The largest woodpecker in most of its range, the black woodpecker (Dryocopus martius) is distinguished by its distinctively black plumage, which is glossy black throughout, with the exception of a crimson-red crown. The male and female woodpecker are hard to distinguish from each other, although the entire crown of the male is crimson red and slightly raised, forming a crest, while the female has a black forehead and a red rear crown (2) (3) (4) (5) (6).
The juvenile black woodpecker is similar in appearance to the adult, but is less glossy, with a duller red crown and a paler grey throat and bill (2) (3).

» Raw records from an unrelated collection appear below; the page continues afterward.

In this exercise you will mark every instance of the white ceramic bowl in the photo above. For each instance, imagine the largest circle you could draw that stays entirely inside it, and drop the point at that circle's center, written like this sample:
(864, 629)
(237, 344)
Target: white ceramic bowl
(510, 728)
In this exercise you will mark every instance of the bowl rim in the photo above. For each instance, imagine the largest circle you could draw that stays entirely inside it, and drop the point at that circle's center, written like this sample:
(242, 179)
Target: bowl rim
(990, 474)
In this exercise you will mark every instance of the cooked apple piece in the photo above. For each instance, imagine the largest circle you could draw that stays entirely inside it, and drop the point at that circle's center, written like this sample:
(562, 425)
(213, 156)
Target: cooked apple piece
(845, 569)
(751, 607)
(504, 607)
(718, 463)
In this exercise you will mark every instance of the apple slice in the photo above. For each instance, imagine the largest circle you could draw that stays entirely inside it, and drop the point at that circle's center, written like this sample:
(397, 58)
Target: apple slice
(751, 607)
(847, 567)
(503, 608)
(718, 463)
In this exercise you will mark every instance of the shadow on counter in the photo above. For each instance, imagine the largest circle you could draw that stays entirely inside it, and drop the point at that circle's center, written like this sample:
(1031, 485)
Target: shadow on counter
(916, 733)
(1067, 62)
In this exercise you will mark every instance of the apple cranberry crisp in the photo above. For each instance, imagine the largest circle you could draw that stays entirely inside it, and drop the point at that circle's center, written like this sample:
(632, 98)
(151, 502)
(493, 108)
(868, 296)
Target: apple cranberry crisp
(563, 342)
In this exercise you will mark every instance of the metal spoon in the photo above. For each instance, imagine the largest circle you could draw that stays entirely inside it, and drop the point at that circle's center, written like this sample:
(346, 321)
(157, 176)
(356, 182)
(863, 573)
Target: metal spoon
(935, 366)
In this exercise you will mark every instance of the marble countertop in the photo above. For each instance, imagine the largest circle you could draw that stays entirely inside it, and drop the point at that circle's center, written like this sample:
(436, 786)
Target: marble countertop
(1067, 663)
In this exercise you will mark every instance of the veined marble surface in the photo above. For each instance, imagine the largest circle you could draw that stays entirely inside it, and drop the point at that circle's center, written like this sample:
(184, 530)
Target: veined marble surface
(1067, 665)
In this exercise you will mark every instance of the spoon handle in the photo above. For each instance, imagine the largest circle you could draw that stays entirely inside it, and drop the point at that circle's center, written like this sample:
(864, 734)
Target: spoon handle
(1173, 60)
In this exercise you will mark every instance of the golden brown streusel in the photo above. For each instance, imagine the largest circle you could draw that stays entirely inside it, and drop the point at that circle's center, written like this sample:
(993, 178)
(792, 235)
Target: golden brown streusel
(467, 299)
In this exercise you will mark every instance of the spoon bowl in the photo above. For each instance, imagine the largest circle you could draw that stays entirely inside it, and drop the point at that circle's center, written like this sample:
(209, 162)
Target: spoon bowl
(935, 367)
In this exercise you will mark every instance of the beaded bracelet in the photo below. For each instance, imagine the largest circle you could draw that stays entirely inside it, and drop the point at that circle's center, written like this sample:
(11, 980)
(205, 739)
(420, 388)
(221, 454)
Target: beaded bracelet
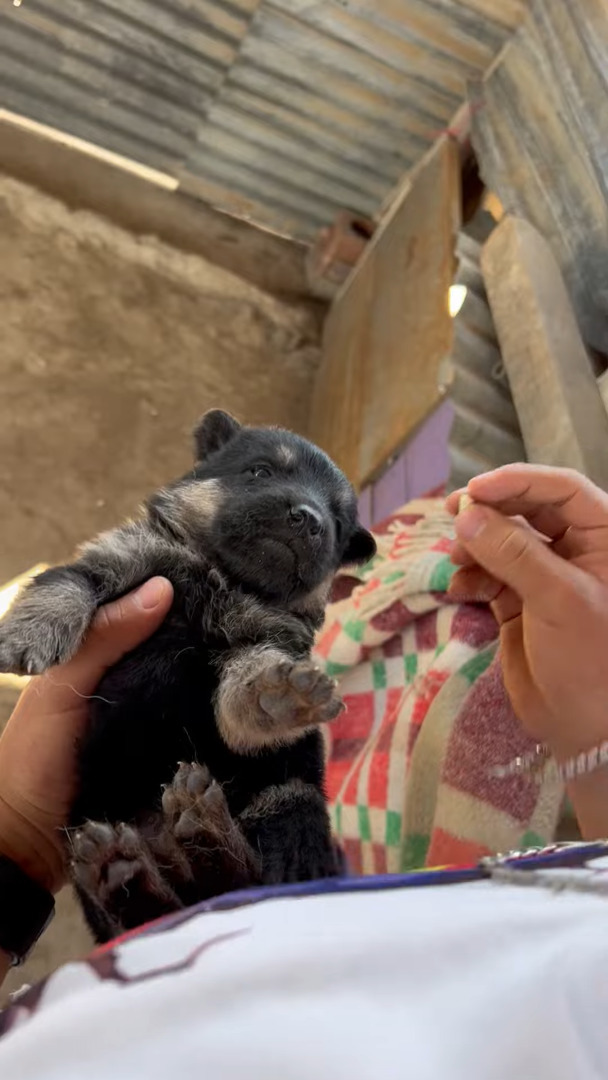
(540, 763)
(539, 760)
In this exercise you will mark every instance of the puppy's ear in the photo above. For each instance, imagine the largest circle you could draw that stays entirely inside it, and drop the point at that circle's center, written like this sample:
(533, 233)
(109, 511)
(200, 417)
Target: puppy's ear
(214, 431)
(361, 548)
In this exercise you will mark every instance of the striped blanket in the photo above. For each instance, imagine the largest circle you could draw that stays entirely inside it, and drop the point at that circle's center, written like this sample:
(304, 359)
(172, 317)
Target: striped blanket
(410, 760)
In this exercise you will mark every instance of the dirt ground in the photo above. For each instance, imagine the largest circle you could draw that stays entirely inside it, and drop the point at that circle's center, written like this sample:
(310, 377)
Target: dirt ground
(111, 347)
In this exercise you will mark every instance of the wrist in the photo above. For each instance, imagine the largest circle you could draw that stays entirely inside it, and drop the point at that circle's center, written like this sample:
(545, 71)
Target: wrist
(38, 854)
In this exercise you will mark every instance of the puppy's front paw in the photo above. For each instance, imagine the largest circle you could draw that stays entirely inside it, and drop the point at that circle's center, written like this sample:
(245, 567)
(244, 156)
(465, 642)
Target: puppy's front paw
(297, 693)
(44, 628)
(113, 868)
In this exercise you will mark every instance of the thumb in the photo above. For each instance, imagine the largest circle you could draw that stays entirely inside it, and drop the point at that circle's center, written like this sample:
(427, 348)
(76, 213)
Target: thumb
(119, 628)
(518, 558)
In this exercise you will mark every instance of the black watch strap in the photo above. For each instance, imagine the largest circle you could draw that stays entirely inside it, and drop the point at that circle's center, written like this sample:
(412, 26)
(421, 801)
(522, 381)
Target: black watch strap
(26, 909)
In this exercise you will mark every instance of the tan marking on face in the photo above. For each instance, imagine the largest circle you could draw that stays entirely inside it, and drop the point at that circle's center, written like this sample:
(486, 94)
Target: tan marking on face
(315, 602)
(203, 498)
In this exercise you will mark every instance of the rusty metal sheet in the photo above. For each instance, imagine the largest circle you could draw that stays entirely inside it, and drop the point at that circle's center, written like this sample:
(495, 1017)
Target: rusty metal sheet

The black woodpecker has a very large, pale, ivory-coloured, chisel-like bill which, along with its stocky legs, long claws and stiff tail feathers, makes it an expert excavator. It can be heard vigorously drumming on wood in long, loud bursts while trying to find a suitable site for excavation, producing a very loud and powerful sound reminiscent of machine gun fire (2) (3) (4) (5).
The piercing yellow eyes and manic, high-pitched calls of the black woodpecker have made it the villain of fairy tales throughout its range. It calls high from trees, producing a loud, whistling ‘kree-kree-kree’ (5) (6).
The flight of the black woodpecker is slow, unsteady and clumsy, and it flies with its head raised (2) (3).